Highlights & Insights¶
- Defines and systematizes the new task of "Paper-to-Code" and builds a complete evaluation system (Paper2CodeBench).
- The three-stage pipeline is elegantly designed—simulating the human developer Plan → Analyze → Code workflow, with each stage executed by specialized agents.
- Comprehensive evaluation framework: A trinity of reference-based, reference-free, and first-author human evaluation, verifying a high correlation (r=0.79) between model-based and human judgment.
- Self-Refine experiments indicate that refining early planning outputs cascades into improved downstream coding quality (Config File refinement showed the largest gain at +1.00).
Limitations & Future Work¶
- Strong dependency on backbone LLM capabilities—performance of open-source models (DS-Coder, Qwen-Coder) is significantly lower than o3-mini-high, limiting utility due to API costs.
- Data processing has the lowest coverage—papers often lack sufficient detail regarding data formats and preprocessing steps, serving as a primary source of errors.
- Evaluation is restricted to ML papers; generalization to other scientific domains (physics, biology) is unknown.

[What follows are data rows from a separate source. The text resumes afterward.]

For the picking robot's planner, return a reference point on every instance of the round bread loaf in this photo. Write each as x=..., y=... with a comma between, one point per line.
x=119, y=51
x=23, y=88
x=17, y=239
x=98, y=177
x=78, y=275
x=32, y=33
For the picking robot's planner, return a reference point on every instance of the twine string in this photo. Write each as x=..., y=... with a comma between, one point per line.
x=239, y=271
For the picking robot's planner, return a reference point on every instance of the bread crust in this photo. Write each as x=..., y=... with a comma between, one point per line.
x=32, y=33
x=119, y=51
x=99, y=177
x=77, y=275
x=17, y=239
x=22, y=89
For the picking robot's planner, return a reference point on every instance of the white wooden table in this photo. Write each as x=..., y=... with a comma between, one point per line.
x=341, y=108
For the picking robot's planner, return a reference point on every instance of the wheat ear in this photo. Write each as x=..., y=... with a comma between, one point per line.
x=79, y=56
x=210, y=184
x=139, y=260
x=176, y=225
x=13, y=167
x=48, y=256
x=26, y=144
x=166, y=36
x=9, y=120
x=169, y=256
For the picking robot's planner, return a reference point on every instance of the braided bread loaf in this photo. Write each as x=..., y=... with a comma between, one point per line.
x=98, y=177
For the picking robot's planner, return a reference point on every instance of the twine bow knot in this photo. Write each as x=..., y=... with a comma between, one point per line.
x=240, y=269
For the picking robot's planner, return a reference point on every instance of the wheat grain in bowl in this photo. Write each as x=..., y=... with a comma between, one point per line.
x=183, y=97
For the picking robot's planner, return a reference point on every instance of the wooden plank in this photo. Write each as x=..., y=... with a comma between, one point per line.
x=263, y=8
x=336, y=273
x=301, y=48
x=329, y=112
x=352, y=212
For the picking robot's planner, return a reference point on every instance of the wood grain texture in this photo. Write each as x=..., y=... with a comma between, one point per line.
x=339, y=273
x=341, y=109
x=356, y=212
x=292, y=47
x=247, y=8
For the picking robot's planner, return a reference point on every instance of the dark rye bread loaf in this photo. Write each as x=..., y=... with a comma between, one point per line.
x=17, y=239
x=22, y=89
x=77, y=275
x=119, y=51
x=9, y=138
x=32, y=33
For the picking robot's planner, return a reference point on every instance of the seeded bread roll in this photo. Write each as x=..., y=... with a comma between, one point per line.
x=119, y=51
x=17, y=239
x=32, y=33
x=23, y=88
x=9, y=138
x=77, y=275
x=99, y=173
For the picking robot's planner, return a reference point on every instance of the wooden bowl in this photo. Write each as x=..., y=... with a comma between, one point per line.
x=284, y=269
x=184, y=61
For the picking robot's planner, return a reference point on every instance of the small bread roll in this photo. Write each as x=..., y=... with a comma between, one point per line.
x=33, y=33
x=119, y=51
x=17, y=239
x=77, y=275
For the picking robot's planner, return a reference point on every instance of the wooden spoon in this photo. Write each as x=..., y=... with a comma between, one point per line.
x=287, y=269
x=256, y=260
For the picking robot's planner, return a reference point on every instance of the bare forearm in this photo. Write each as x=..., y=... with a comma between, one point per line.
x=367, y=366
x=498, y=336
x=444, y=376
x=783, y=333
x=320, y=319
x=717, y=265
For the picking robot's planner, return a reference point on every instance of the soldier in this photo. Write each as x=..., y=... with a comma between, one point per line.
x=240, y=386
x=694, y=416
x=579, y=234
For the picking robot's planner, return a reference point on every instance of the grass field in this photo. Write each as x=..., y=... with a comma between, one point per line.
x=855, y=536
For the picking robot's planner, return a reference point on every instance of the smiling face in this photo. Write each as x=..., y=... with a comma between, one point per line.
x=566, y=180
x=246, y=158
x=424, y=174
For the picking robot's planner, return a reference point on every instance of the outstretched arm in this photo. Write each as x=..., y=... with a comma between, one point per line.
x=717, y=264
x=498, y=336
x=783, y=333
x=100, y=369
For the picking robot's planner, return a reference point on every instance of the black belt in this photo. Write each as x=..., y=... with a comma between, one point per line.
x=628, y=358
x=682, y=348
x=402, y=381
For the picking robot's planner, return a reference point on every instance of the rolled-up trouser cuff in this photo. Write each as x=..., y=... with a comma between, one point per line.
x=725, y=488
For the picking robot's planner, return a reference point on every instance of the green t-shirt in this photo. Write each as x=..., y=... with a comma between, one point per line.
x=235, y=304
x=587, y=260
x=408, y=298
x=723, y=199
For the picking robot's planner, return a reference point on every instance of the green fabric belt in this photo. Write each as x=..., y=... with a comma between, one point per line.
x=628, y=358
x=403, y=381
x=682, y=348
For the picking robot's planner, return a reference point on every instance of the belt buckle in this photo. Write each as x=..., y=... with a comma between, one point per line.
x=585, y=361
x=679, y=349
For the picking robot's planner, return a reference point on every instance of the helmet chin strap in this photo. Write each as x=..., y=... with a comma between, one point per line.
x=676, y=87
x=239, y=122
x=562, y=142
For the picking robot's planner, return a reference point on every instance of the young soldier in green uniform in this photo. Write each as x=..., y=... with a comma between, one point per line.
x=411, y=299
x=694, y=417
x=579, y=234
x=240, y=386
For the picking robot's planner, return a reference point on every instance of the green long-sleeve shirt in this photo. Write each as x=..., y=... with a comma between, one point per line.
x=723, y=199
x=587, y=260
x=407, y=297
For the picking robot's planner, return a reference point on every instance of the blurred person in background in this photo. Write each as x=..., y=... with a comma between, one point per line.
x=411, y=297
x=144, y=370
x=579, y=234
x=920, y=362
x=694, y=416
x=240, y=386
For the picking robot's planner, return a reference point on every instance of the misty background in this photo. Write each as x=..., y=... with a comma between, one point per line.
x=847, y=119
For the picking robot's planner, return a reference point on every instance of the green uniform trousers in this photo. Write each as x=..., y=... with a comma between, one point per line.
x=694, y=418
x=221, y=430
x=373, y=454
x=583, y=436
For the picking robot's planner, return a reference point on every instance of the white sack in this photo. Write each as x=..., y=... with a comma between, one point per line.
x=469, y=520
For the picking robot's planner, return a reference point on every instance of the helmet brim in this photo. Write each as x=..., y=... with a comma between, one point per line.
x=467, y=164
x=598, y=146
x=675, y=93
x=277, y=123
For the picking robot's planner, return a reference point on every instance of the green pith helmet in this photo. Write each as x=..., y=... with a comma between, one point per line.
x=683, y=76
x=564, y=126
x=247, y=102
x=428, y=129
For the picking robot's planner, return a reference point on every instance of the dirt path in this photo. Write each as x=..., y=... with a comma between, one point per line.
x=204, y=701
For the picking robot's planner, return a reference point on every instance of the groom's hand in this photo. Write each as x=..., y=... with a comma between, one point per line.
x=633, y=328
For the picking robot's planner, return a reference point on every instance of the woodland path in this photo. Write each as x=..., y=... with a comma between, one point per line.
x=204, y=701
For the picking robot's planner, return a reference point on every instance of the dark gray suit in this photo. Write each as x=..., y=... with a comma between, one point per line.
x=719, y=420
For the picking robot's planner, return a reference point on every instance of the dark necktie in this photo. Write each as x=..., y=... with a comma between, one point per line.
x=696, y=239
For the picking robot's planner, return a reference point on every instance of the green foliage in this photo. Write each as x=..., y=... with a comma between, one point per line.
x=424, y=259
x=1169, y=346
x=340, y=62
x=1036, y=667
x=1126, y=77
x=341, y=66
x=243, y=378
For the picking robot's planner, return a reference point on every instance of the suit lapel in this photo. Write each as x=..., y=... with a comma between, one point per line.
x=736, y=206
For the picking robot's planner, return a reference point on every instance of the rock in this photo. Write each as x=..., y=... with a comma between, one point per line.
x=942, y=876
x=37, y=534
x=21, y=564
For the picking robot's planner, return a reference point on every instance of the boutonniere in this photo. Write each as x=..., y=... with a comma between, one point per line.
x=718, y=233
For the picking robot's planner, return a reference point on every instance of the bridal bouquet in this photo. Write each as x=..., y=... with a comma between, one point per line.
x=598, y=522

- Evaluation metrics rely heavily on LLM judgment; while highly correlated with human scores, they are not a perfect replacement.
Related Work & Insights¶
- ChatDev / MetaGPT: Multi-agent code development frameworks using bottom-up strategies, unsuitable for handling long-form paper inputs.
- PaperBench (Starace et al.): Concurrent work providing a benchmark with human-annotated rubrics (20 ICML papers), focusing more on evaluation than methodology.
- Self-Refine (Madaan et al.): A verify-refine paradigm integrated into PaperCoder's planning and analysis stages.
- Insight: Automating paper-to-code transformation can significantly accelerate scientific reproducibility, but it requires a top-down methodology that "understands the whole before coding."
Rating¶
- ⭐ Novelty: 4/5 — New task definition (Paper2Code) + structured three-stage framework + complete evaluation system.
- ⭐ Experimental Thoroughness: 4.5/5 — 90 papers for automated evaluation + 21 for human evaluation + PaperBench external validation + extensive ablations.
- ⭐ Writing Quality: 4.5/5 — Clear structure, accurate formalization, and high-quality figures.
- ⭐ Value: 4.5/5 — Directly addresses reproducibility pain points in the ML community; code is open-sourced with potential for broad impact.